A Data Lake is a service which provides a protective ring around the data stored in a cloud object store, including authentication, authorization, and governance support.

A Data Lake provides a way for you to centrally apply and enforce authentication, authorization, and audit policies across multiple workload clusters—even as the workload clusters are created and terminated based on demand. When you register an environment in CDP, a Data Lake is automatically deployed for that environment. The Data Lake runs in the virtual network of the environment and provides security and governance layer for the environment’s workload resources (such as Data Hub clusters). All workload resources are automatically "attached" to the Data Lake: the attached cluster workloads access data and run in the security context provided by the Data Lake.

While workloads are temporary, the security policies around your data schema are long-running and shared for all workloads. As your workloads come and go, the Data Lake instance lives on, providing consistent and available security policy definitions and auditing that are available for current and future workloads. All information related to schema (Hive Metastore), security policies (Ranger), audit (Ranger), and metadata management and governance (Atlas) is stored on external locations (external databases and cloud storage). These external locations leverage the security and availability features guaranteed by the cloud provider to ensure that even if one or all virtual hosts in a Data Lake fail, the storage remains and the Data Lake hosts can be replaced and reattached to the data storage with little or no downtime and no data loss.

A Data Lake cluster uses Apache Knox to provide a protected gateway for access to Data Lake component UIs. Knox is also installed on all workload clusters, providing a protected gateway for access to cluster component UIs.
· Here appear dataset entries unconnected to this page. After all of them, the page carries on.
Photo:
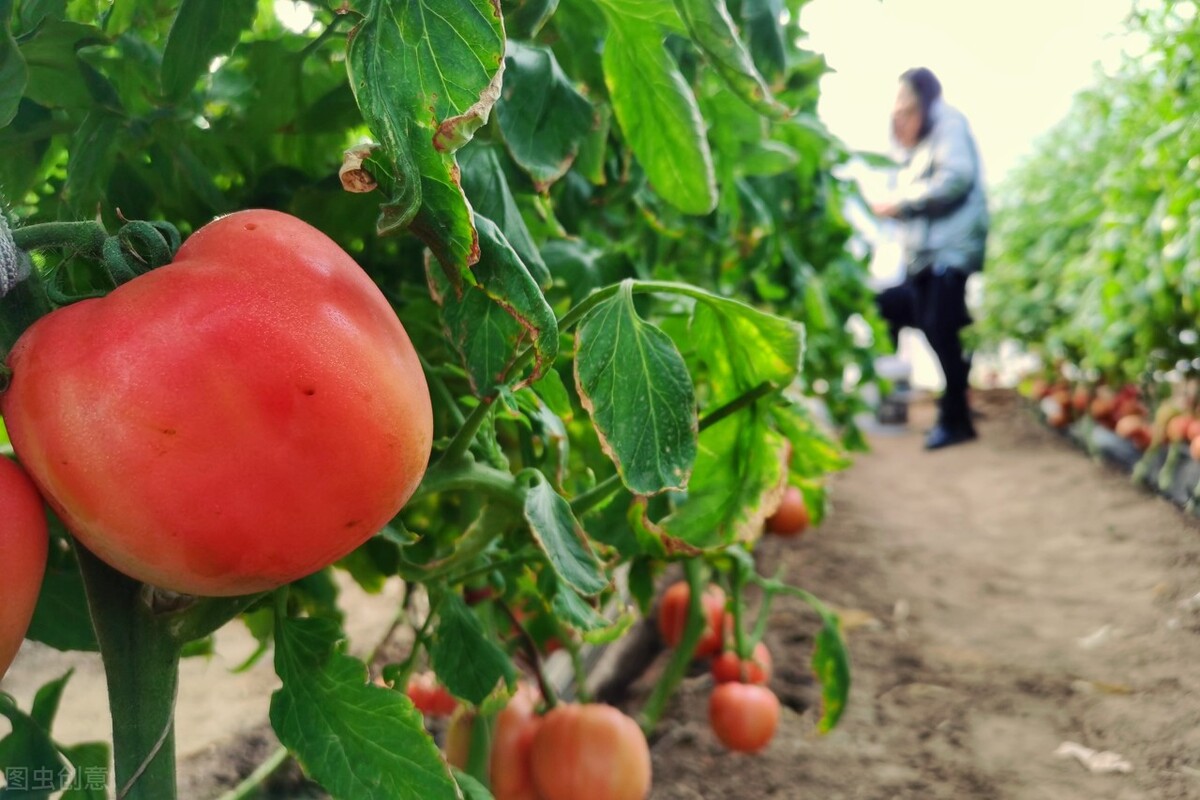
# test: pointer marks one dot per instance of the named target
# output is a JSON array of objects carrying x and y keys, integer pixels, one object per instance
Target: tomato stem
[
  {"x": 681, "y": 659},
  {"x": 531, "y": 648},
  {"x": 141, "y": 659},
  {"x": 87, "y": 238}
]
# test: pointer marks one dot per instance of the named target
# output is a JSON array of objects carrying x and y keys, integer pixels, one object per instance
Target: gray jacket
[{"x": 943, "y": 209}]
The following technologies provide capabilities for the Data Lake:

Component Technology Description
Schema Apache Hive Metastore Provides Hive schema (tables, views, and so on). If you have two or more workloads accessing the same Hive data, you need to share schema across these workloads.
Policy Apache Ranger Defines security policies around Hive schema. If you have two or more users accessing the same data, you need security policies to be consistently available and enforced.
Audit Apache Ranger Audits user access and captures data access activity for the workloads.
Governance Apache Atlas Provides metadata management and governance capabilities.
Gateway Apache Knox Supports a single workload endpoint that can be protected with SSL and enabled for authentication to access to resources.
Storage Cloud provider storage, such as AWS S3 or Azure Storage Isolates Data Lake storage from the compute resources. Data Lake storage is created when the Data Lake is created and is deleted when the Data Lake is terminated. Once created, the Data Lake storage lifecycle is separate from the Data Lake hosts' lifecycle: in case of a Data Lake host failure, the Data Lake storage remains and is reattached to new Data Lake host or hosts.